The UK's National Crime Agency is on a roll. It's taken a while for the successor to so many different organisations to get its act properly together, demonstrating the constant shuffling around of people and responsibilities detracts from their ability to do the job. The men and women of the NCA are a hard-working and bright bunch and recent results show that if they are left to their own devices, and given time to execute sensible plans, they do exactly as they are supposed to do: get convictions, often where they were apparently unlikely. One, yesterday, makes the point nicely.

The NCA says "Brian Capon, 34, and Michael Downes 32, was so strong the pair pleaded guilty to conspiring to supply 58.5 kg of cocaine, 69kg of cannabis and 55kg of cannabis resin."
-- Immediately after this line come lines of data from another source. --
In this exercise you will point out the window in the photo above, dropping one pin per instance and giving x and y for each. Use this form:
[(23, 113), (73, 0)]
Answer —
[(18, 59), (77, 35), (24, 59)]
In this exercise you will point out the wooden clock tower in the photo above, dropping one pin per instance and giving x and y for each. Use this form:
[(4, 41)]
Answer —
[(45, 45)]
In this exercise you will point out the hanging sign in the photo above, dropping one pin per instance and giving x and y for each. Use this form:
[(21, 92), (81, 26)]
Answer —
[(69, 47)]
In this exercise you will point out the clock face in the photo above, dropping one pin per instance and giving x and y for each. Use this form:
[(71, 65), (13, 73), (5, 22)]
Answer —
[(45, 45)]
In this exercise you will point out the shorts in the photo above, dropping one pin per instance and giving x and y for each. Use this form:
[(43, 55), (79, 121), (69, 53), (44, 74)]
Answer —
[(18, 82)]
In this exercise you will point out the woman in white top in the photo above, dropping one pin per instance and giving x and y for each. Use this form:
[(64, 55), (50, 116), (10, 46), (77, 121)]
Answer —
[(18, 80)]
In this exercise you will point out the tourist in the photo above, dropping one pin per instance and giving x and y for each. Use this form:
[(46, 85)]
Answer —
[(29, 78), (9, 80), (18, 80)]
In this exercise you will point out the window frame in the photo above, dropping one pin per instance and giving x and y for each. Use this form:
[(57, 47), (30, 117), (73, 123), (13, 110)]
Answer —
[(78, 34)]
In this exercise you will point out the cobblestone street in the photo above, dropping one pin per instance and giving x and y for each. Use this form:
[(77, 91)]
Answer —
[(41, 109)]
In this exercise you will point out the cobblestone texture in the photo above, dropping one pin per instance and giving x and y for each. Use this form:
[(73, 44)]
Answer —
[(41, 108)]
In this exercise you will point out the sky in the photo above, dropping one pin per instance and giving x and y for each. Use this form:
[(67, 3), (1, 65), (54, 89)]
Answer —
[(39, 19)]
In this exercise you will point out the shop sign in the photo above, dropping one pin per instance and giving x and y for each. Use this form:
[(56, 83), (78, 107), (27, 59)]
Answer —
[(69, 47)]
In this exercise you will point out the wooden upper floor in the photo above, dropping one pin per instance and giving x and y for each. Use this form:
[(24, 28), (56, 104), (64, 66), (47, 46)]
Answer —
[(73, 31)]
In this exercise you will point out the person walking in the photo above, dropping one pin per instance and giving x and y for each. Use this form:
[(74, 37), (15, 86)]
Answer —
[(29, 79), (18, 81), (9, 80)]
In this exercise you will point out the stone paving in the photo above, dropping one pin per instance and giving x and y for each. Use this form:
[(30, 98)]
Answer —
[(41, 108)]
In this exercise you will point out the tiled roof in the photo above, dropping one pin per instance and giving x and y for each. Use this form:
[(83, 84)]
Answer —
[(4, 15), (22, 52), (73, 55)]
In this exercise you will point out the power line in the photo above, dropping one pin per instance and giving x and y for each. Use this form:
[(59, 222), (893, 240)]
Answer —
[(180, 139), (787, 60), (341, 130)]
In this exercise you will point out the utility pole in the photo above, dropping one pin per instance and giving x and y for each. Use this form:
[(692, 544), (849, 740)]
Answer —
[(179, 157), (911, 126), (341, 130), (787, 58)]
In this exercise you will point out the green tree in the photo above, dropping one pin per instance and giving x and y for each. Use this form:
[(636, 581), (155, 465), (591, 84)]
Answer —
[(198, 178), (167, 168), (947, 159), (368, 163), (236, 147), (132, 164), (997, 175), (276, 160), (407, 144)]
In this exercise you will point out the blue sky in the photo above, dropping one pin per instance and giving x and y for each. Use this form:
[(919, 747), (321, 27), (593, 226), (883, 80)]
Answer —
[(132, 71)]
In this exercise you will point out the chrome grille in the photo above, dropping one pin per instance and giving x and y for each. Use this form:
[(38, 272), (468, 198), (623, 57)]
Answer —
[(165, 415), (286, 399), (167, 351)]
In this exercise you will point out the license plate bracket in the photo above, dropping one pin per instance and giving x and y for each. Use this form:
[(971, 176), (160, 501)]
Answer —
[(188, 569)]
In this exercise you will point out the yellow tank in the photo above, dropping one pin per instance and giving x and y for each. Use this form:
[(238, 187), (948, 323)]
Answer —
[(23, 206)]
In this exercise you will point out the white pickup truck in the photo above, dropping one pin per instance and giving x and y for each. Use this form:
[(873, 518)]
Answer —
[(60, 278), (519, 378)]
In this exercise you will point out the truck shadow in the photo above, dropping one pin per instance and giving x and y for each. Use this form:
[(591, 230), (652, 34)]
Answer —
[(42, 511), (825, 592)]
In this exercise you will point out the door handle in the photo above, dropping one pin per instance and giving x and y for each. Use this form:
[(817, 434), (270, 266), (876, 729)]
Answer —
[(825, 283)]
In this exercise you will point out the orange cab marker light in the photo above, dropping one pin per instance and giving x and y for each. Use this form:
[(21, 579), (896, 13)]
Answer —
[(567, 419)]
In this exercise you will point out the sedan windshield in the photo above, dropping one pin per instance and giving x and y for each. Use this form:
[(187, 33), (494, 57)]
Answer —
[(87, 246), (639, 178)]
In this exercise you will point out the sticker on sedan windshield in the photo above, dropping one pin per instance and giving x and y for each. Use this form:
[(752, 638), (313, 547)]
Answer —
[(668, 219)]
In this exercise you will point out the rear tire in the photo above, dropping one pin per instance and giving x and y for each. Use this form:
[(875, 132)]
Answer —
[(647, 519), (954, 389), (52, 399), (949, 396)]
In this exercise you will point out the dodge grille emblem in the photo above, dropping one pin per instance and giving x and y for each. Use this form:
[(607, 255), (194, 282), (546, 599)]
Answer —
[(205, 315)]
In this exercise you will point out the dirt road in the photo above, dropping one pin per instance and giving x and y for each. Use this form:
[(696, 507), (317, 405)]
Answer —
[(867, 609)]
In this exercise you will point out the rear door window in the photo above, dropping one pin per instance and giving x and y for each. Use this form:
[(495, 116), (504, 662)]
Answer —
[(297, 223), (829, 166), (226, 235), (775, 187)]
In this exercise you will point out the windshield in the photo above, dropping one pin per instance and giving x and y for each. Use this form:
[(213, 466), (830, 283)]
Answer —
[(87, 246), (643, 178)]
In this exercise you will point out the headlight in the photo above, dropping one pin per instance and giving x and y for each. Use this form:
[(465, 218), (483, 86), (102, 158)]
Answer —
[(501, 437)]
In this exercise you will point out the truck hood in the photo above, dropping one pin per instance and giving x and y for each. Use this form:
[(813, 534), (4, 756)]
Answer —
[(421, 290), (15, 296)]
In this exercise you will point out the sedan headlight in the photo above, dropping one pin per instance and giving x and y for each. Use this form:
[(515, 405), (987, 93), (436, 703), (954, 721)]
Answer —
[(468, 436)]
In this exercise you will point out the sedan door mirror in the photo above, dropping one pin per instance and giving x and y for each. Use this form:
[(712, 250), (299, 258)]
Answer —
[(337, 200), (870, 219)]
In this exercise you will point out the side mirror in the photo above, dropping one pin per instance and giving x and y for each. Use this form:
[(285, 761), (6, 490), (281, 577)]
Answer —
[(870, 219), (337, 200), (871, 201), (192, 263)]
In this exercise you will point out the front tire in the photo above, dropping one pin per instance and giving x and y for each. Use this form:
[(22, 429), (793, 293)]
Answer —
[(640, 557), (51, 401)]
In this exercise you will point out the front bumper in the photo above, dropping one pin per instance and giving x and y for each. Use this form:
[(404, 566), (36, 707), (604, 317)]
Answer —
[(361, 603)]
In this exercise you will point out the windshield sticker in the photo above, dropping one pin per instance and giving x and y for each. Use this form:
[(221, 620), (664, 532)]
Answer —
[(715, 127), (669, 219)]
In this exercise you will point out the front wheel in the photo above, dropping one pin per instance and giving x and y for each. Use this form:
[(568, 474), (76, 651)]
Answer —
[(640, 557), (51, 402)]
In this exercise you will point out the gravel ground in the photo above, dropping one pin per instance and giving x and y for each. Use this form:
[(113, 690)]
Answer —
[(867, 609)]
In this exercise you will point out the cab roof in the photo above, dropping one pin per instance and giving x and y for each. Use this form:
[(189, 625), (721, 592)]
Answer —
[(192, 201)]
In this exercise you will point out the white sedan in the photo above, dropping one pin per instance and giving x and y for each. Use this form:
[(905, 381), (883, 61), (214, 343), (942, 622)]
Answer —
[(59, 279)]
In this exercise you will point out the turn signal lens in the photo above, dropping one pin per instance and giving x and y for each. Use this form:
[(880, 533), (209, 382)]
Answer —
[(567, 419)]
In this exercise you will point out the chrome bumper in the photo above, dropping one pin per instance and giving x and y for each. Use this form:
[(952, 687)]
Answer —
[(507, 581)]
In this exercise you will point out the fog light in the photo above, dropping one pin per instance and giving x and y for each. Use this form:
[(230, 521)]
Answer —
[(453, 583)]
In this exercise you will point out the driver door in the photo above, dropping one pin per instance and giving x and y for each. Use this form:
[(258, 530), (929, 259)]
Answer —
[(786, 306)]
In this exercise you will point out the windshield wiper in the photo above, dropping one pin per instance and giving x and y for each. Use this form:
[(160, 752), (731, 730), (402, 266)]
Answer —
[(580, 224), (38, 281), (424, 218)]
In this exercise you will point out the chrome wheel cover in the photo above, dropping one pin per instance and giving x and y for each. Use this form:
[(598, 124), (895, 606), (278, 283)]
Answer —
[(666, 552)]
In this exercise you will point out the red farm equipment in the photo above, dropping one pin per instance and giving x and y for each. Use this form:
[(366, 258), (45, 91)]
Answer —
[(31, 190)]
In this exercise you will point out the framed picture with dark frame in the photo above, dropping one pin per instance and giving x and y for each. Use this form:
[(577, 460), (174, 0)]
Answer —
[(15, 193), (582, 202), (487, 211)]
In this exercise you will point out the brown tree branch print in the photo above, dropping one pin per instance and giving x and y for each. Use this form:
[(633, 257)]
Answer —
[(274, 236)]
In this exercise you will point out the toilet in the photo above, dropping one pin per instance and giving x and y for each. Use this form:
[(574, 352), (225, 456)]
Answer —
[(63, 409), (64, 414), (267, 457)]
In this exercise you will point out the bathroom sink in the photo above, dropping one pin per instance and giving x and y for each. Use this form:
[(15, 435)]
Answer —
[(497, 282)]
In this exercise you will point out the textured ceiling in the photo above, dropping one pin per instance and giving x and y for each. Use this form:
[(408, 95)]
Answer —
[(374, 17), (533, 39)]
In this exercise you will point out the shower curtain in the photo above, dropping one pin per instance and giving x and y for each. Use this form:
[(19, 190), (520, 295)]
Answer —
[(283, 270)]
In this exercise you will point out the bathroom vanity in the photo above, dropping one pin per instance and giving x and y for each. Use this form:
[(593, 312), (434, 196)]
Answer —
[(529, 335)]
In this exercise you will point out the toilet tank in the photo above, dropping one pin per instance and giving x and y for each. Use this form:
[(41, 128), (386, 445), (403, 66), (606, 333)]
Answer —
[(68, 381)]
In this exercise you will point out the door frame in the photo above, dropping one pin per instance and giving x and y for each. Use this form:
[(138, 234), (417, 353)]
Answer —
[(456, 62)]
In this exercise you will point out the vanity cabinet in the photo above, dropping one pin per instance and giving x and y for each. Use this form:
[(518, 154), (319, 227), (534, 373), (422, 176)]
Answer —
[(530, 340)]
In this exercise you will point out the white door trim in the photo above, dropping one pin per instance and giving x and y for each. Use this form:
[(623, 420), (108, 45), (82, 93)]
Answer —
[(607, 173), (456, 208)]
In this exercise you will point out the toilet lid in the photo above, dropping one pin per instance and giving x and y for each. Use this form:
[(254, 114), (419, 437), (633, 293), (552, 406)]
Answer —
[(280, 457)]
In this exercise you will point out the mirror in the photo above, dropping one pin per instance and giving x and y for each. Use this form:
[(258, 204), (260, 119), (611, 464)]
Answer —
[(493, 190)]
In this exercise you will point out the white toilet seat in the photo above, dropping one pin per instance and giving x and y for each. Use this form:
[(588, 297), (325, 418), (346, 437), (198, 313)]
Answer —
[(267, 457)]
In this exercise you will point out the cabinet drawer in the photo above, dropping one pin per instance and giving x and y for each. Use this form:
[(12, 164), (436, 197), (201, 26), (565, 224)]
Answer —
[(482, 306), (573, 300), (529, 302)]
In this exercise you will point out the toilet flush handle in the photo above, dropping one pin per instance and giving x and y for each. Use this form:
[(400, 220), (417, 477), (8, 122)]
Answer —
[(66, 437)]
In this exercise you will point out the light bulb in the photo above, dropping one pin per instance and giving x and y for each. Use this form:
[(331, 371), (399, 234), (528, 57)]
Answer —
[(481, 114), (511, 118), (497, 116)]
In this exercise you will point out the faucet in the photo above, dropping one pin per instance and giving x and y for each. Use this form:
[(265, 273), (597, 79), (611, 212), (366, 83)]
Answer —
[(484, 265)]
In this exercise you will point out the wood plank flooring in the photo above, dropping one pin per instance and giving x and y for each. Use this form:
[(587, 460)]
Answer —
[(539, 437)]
What is so impressive is that the NCA built the case without finding the drugs to which the charges relate. Even more impressive was that the NCA built the case in only two months, in 2017. Then it was handed over to the Crown Prosecution Service and almost exactly two years passed before the trial concluded in the absence of a third defendant, Kurt McDonough , who, witnesses say, took a ferry to Belfast since when the authorities have not heard or seen of him since. The NCA's response to that? "“Anyone helping McDonough or actively frustrating our efforts to find him could be arrested for assisting an offender."

During the rapid investigation, NCA officers monitored various forms of communication and searched several properties. They found "cash, cash counting machines and lists detailing drugs deals and money made from the selling of Class A and B drugs. It is from these debtors’ lists and covert recordings of conversations that led to the convictions."

The sentences were not light: Capon, originally of Moreton Avenue, Stretford, Manchester, and Downes, of no fixed abode, pleaded guilty and were jailed for 16 years and eight months and 11 years respectively yesterday at Manchester Crown Court, says the NCA.

One hopes that whoever forms the next UK government doesn't spoil it all with another "hey, look what we are doing" reorganisation.